The composition of Toyota parts are just as attractive to thieves as the convenience, said Gary Barbee of Bob's Precision Auto on East Oak Street.
"Toyota converters have the most platinum and titanium in them," he said. "We had one guy who owns an SR5 who has been robbed three separate times."
Operators of local automotive repair shops and police agree that while vehicle owners can take steps to protect themselves, a thief who wants something bad enough is going to get it.

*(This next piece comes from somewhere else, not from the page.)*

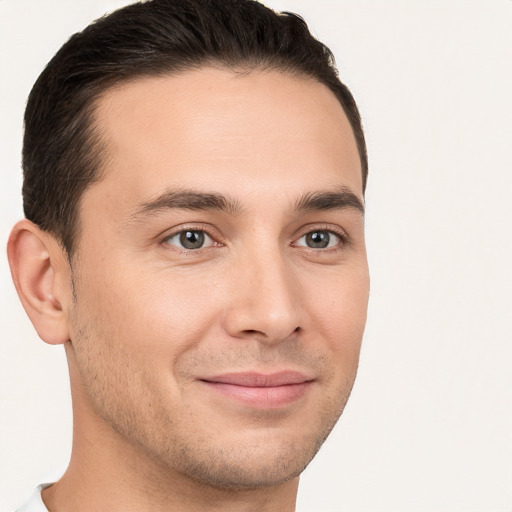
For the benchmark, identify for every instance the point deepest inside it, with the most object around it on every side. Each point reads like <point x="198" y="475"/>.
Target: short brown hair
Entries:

The owner of a Downtown repair shop said installing brackets connecting the converter to braces on the vehicle's undercarriage can deter thieves.
"We've done that for about $80 bucks," said Jesse Rodriguez, owner of Auto & Exhaust Specialists on South Sacramento Street. "While replacing a converter can run from $200 to more than $2,000, depending on the vehicle type and exhaust system."
Even though some people may not know much else about their car besides where to put the gas in, someone who has been the victim of a catalytic converter theft will recognize it immediately, Rodriguez said.
"Your car will be a lot louder, it will vibrate, and the 'Check Engine' light will turn on," he said. "There's no way you wouldn't be able to tell something is wrong."
With a battery-powered saw and enough clearance space, thieves can run off with a vital part of a vehicle's exhaust system, Martinez said.
"The things we tell people to do are try to keep their vehicle in the garage and park under streetlights at night," he said.
Martinez also endorsed concerned owners putting their vehicle's alarm on its most sensitive setting, but cautioned that it would likely be set off by every passing car with a blaring radio, or neighborhood cat jumping on it.